Baracoa is the oldest city in Cuba and sits as the far east end of the island. Baracoa means “the presence of the sea” in the Aruaca language, which was spoken by the original inhabitants of this area, the Taino. The town of Baracoa was founded in 1511 and immediately became the political and religious capital, this changed however, twenty years later when the capital was moved to Santiago de Cuba.
We traveled to Baracoa from Guantanamo along the Costa Sur. This area is the most barren part of Cuba, it is almost desert-like, which becomes obvious when all of the fences are cacti and the beaches are rocky.
At the town of Cajobabo one turns inland to the drive through the Cuchillas de Baracoa mountains. You wander through these mountains via the Farola, which begins just as one crosses the Rio Jojo. Here the luxurious foliage begins to simply overwhelm ones senses. There are banana plantations, pines, royal palm trees and waterfalls everywhere. The Farola is a road. It is touted to be one of the engineering feats of recent Cuban history, however, it was actually started during the Batista regime, and was halted because he refused to pay a fair wage. Construction did not resume until the 1960s. The name came about because farola means beacon, and in some stretches, due to the lush vegetation of the area, it looks like a beam suspended in the air.
This lush forest continues down to the small bay where the city of Baracoa rests.
Baracoa is centered around its main square Parque Independecia.
On the edge of the parque is the Catedral de Nuestra Senora de la Asuncion. Built in 1512 and restored in both 1833 and 2012 it is the home of Crus de la Parra. This is said to be the cross brought to Cuba by Columbus, while the wood has been dated, and proves it is around 500 years old, the wood is also indigenous to Cuba, throwing the theory to the wind.
Baracoa is famous for cucurucho’s and chocolate. There is a small café marked Casa de Chocolate, in the center square, that is more convenient for its good prices on liquor at the bar in the back than its actual distribution of chocolate bars. The chocolate factory is owned by the government, and while you can look in and see hundreds of chocolate bars and “bon-bons” it is, after all, a socialist country. So buying chocolate at the store and the concept of service are hit and miss at best
The best way to enjoy the sweets of the area such as home made cucuruchos, chocolate layered with local coconut and these delicious praline like confections, are to find them in roadside stands sold by the locals.

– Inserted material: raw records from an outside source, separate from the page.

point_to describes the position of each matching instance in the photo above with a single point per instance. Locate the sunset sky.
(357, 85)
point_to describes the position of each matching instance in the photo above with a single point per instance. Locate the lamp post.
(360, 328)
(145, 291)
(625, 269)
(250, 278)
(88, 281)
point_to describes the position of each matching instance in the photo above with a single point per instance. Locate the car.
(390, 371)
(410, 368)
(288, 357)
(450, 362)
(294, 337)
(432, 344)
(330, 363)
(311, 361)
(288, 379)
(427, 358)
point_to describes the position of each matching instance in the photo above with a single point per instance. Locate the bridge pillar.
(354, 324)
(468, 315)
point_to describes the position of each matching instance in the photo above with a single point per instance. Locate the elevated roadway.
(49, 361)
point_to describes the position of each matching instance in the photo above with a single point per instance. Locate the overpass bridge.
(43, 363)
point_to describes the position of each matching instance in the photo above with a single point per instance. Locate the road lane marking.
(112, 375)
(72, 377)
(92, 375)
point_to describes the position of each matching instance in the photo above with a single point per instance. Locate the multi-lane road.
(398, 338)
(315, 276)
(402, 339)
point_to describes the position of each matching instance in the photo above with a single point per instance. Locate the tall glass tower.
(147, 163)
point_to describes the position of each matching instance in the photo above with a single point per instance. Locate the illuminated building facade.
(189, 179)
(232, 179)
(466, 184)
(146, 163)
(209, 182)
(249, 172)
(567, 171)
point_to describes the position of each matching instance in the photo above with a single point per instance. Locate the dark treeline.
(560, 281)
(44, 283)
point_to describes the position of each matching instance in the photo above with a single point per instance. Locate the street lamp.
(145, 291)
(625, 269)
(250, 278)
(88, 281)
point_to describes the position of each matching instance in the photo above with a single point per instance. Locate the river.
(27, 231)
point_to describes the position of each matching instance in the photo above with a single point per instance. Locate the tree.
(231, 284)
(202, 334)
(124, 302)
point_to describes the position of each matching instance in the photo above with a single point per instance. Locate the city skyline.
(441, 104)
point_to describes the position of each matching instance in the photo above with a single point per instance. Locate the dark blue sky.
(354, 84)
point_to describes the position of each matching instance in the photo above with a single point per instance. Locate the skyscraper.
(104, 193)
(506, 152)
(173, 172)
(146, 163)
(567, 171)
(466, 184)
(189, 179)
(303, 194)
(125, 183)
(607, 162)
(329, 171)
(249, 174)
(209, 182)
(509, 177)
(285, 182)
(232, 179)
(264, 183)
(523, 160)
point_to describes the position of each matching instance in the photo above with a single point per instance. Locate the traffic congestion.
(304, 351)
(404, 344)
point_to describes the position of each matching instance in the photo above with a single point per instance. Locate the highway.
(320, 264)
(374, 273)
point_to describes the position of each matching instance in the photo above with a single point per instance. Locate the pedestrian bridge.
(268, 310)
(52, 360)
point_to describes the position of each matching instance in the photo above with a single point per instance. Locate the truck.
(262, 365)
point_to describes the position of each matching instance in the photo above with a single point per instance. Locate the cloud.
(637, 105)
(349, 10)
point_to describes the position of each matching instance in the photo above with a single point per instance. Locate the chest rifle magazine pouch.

While the town of Baracoa is lovely, the reason to visit this region is the wildlife and the beaches. Heading east from Baracoa towards Maias you find the Boca de Yumuri. Here people are anxious to take you out to a small island up the Yumuri River and provide a roast pig feast. This area is well known for its stunning ecology of tall canyon walls, lush beaches and a rich birdlife.
Along this drive you will find traditional Bohios. These represent the original construction of the area, wood homes with palm leaf roofs.
The drive on to Maias is a roller coaster ride through beautiful countryside with nary a person in sight.
We even tripped upon an old cemetery. This was the first time I had seen a country cemetery in Cuba and was thrilled to explore for a while.
A symbol of the Baracoa area, and especially the Rio Yumuri, is the Polymita snail, or “Cuban land snail” or “painted snail”. They are illegal to sell since poaching has depleted them drastically, however, this does not stop local fellows, just outside of town, from doing so such as where I snapped this picture.
Their colors are many and have a legend attached. It is said that an Indian with no pearls to give to his love captured the colors of the universe. The green is for the mountains, the red is of the earth, the pink is for the flowers and the white is the foam of the sea, the yellow is the sun and the black is the night sky. The love sick Indian put these into the shells and presented them to his love. Apparently the Duchess of Windsor, in the 1950s had a pair made into earnings.
There are many Casa Particulars in Baracoa, but we stayed at the government hotel simply because it was right on the water. In fact it is across the street from the Hotel Russa, which is presently undergoing restoration.
We were in Baracoa on October 28th. On the waterfront all of the school children were brought to pay tribute to Camilo Cienfuegos, a compadre of Castro whose plane went down in the early parts of the revolution. This is an annual event that takes place across Cuba.
The children listen to a long set of propaganda speeches and then throw red flowers into the sea as a tribute.
Baracoa is a delightful town and well worth a day spent exploring.